La légende raconte que saint François d’Assise est le premier à avoir organisé une crèche vivante au XIIIe siècle. Cette manifestation s’est ensuite répandue dans toute la chrétienté. Mais suite à la révolution française, ces crèches vivantes ou mécaniques sont interdites dans les églises.

Pour conserver cette tradition au cœur des foyers les « santoun » signifiant « petits saints » sont inventés à Marseille. Les premiers santons ont été fabriqués en mie de pain ! Puis ils ont été façonnés dans la célèbre argile rouge de Provence. Chacun des corps de métiers et personnages traditionnels de la région sont représentés dans la crèche.

En Franche-Comté, des personnages locaux sont également présents dans la crèche qui prend la forme d’un théâtre populaire dès la fin du XVIIIe siècle.

La tradition des crèches vivantes est restée particulièrement ancrée en Languedoc-Roussillon avec le Pessebre vivant. Spectacle typique catalan rejouant la Nativité. Encore une fois des représentations populaires sont ajoutées aux personnages traditionnels de la crèche.

Regardez cette vidéo sur : Les santons de Provence

La Saint-Nicolas 


Le 6 décembre est un grand jour de fête dans le Nord et l’Est de la France. À cette date, en effet, est célébrée la Saint-Nicolas.

Traditionnellement dans ces régions, c’est ce personnage, et non le Père Noël, qui apporte les cadeaux aux enfants sages, tandis que le Père fouettard, qui l’accompagne, s’occupe des garnements.

Mais savez-vous qui était saint Nicolas et comment ces traditions sont arrivées dans ces contrées ?

Saint Nicolas a vécu en Asie Mineure aux IIIe et IVe siècles où il est évêque de Myre.

Il est au cœur d’une légende qui fait de lui le Saint Patron des enfants.
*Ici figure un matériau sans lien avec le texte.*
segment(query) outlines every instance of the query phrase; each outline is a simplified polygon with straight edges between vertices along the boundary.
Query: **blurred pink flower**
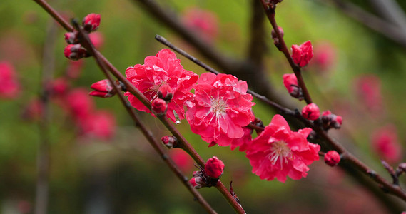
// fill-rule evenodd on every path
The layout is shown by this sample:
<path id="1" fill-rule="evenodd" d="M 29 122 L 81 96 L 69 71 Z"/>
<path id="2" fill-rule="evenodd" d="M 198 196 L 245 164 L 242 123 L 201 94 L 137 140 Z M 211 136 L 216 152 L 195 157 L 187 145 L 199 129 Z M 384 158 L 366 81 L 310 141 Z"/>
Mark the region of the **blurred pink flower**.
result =
<path id="1" fill-rule="evenodd" d="M 195 99 L 186 111 L 192 132 L 221 146 L 242 138 L 243 127 L 254 120 L 251 108 L 255 103 L 247 87 L 245 81 L 232 75 L 203 73 L 195 87 Z"/>
<path id="2" fill-rule="evenodd" d="M 7 61 L 0 62 L 0 98 L 16 98 L 21 92 L 16 71 Z"/>
<path id="3" fill-rule="evenodd" d="M 285 183 L 287 176 L 293 180 L 306 177 L 308 165 L 319 159 L 320 146 L 308 142 L 311 129 L 298 132 L 290 130 L 280 115 L 275 115 L 270 123 L 247 148 L 247 158 L 253 173 L 260 179 L 276 179 Z"/>
<path id="4" fill-rule="evenodd" d="M 312 63 L 320 71 L 328 71 L 332 68 L 336 61 L 335 49 L 328 42 L 323 42 L 315 46 L 314 55 Z"/>
<path id="5" fill-rule="evenodd" d="M 360 76 L 355 80 L 355 86 L 359 98 L 367 110 L 372 113 L 378 113 L 382 111 L 381 81 L 377 76 L 373 74 Z"/>
<path id="6" fill-rule="evenodd" d="M 213 42 L 218 32 L 218 20 L 210 11 L 197 7 L 185 11 L 182 20 L 185 25 L 208 42 Z"/>
<path id="7" fill-rule="evenodd" d="M 115 134 L 116 118 L 108 111 L 92 111 L 78 125 L 81 133 L 86 137 L 108 140 Z"/>
<path id="8" fill-rule="evenodd" d="M 184 151 L 181 149 L 171 149 L 169 151 L 169 156 L 182 171 L 188 172 L 193 168 L 193 160 Z"/>
<path id="9" fill-rule="evenodd" d="M 136 64 L 133 67 L 128 67 L 126 76 L 127 80 L 151 101 L 158 97 L 157 93 L 161 86 L 169 85 L 173 90 L 173 97 L 168 103 L 166 115 L 173 122 L 176 121 L 173 111 L 178 114 L 179 119 L 185 118 L 183 106 L 187 100 L 193 97 L 189 91 L 196 84 L 198 76 L 183 69 L 175 53 L 169 49 L 162 49 L 156 56 L 147 56 L 143 65 Z M 125 95 L 134 108 L 150 113 L 131 93 L 126 92 Z"/>
<path id="10" fill-rule="evenodd" d="M 372 134 L 373 151 L 382 159 L 390 163 L 395 163 L 402 158 L 402 147 L 397 139 L 396 126 L 389 124 L 381 127 Z"/>

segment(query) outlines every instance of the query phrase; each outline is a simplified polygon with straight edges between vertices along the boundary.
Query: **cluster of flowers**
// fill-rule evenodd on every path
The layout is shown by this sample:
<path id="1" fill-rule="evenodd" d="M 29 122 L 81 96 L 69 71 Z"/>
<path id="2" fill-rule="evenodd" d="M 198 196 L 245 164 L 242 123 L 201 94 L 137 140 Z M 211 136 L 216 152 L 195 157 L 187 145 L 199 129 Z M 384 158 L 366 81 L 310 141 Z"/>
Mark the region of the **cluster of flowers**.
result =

La voici :

Trois jeunes enfants égarés après être allés glaner dans les champs trouvent refuge chez un boucher. Celui-ci les accueille et les nourrit avec bienveillance avant de leur offrir un lit. Il profite alors de leur profond sommeil pour les égorger, les découper en morceaux et les jeter dans son saloir.

Sept  années plus tard, saint Nicolas, passant dans la région, entend cette terrible histoire. Il se rend chez le boucher, qui flatté d’une telle visite, l’accueil avec amabilité. Saint Nicolas réclame du petit salé qui est au saloir depuis 7 ans. Le boucher comprend alors et tente de s’enfuir, mais saint Nicolas l’arrête et ressuscite les 3 enfants.

Le culte de saint Nicolas arrive en Europe de l’ouest dès le Xe siècle.

En Lorraine, c’est grâce au chevalier Aubert de Varangéville que le culte s’implante. Ce dernier rapporte de Bari (en Italie), une phalange du saint, qu’il offre à son village natal, situé au sud de Nancy. Ce village prend le nom de Saint-Nicolas-de-Port, où une grande basilique dédiée au saint est édifiée dès 1093.

C’est ainsi que saint Nicolas devient le patron de la Lorraine. Son culte se développe ensuite dans les régions voisines.

Aujourd’hui c’est toujours depuis la basilique de Saint-Nicolas-de-Port que s’élance la procession aux flambeaux qui marque le début des festivités de la Saint-Nicolas, le week-end précédant la fête.

Dans la nuit du 5 au 6 décembre, les enfants déposent devant leur porte une boisson pour le saint et une carotte pour son âne.

Avec son habit rouge et sa belle barbe blanche, saint Nicolas est devenu le modèle du Père Noël qui a pris peu à peu sa place dans l'imaginaire collectif.

Le sapin de Noël


Les sapins de noël sont le symbole des fêtes de fin d’année célébrées par tous. Cette tradition remonte à la période païenne, en cette période de " Renaissance du soleil ", cet arbre qui "garde sa parure " incarne le renouveau de la vie. Il était décoré de fleurs, de fruits secs et de blé lors des célébrations du Solstice d’Hiver.

Avec la christianisation de la société, cette coutume est conservée et adaptée. Le sapin, avec sa forme conique rappelle la Sainte Trinité. 

La mention la plus ancienne de l’entrée des sapins dans les foyers familiaux est conservée en Alsace à Sélestat et remonte à la Renaissance (1521).

Les sapins étaient alors ornés d’hosties, de petits gâteaux, de confiseries et de pommes rouges. Pour éviter que ces décorations soient dévorées par la vermine, les sapins sont accrochés aux plafonds.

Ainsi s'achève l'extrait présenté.